A month after a fire destroyed three popular businesses in Sunnyside, the owners are not sure they will be able to reopen even though they have been promised generous loans from the city.

The Dae Dong Korean restaurant, J. J. Gilligan’s sports bar and a corner fruit market were destroyed by a four-alarm fire early May 31. The cause of the fire, which ravaged half a block along Queens Boulevard and 46th Street, was still under investigation, FDNY spokesman James Spollen said.

When he appeared at the fire scene last month, Mayor Rudy Giuliani promised the owners financial help to reopen their businesses. The city’s Economic Development Corporation made good on the pledge by offering loans of up to $50,000 at below-market interest rates for each of the three businesses, to be available as soon as they locate new sites, EDC spokeswoman Janel Patterson said.

Plans to reopen were being thwarted more by location than by money, however.

“There’s really nothing the city can do until I actually find a place,” said Gilligan’s owner Margaret Cahalan.

The owner of the building has yet to inform the businesses whether it intends to rebuild on the property, which the proprietors said has left them in limbo.
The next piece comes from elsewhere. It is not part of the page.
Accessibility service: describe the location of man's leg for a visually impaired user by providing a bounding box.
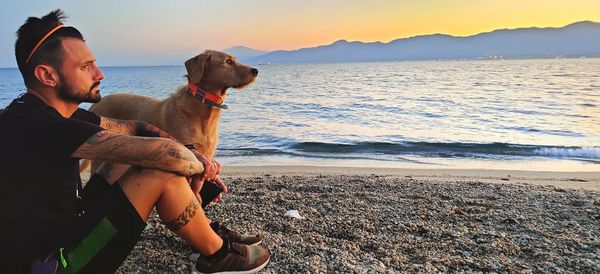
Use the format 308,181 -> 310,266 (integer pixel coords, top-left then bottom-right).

“There’s nothing available right now in Sunnyside for renting, and we still don’t know if the property is going to rebuilt,” Cahalan said.
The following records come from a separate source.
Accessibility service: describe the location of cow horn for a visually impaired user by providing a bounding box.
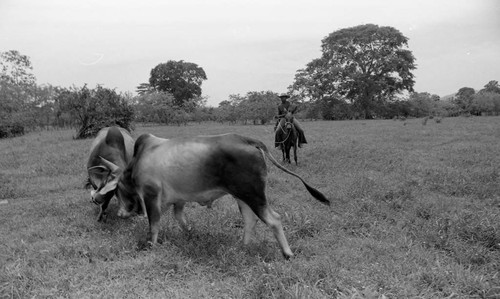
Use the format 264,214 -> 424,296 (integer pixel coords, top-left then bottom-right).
99,156 -> 120,173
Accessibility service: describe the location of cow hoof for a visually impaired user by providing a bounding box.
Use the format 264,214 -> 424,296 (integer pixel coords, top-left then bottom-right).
97,212 -> 107,223
282,252 -> 293,261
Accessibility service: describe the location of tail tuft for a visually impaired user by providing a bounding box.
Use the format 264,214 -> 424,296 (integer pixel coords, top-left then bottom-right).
303,182 -> 330,206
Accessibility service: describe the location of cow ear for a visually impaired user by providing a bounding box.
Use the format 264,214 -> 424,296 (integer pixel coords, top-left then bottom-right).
87,165 -> 111,189
99,156 -> 120,174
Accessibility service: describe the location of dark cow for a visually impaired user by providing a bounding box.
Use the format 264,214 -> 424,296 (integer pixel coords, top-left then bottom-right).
87,127 -> 134,221
95,134 -> 329,258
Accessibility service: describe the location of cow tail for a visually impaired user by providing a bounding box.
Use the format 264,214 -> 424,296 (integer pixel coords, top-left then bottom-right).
255,144 -> 330,205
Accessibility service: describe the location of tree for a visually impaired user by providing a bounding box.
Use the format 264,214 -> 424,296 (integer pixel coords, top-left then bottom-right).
291,24 -> 416,118
135,83 -> 154,96
56,85 -> 134,139
453,87 -> 476,113
149,60 -> 207,107
481,80 -> 500,93
0,50 -> 36,137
The owner of the building could not be reached for comment.

Cahalan said she still has every intention of reopening the popular sports bar, which catered to a largely Irish crowd and broadcast international sports matches using a large satellite dish propped on the roof.
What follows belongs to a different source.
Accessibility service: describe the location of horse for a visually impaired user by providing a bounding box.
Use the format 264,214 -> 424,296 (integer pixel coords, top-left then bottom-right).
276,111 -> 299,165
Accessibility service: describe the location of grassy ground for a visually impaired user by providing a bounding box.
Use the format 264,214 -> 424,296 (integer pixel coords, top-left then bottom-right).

A representative of the owner of Dae Dong said that in the aftermath of the fire, the restaurant’s managers are too busy to even consider finding a new location.

Dae Dong, an elegant Korean restaurant with rooms frequently rented out for banquets and large parties, opened 18 years ago in Sunnyside. The restaurant also has locations in Bayside and Manhattan which opened within the past five years.

The Dae Dong representative said one of the owners was overcome with stress after the fire and was hospitalized with a minor stroke.

The Korean market was well-known in the community, neighbors said.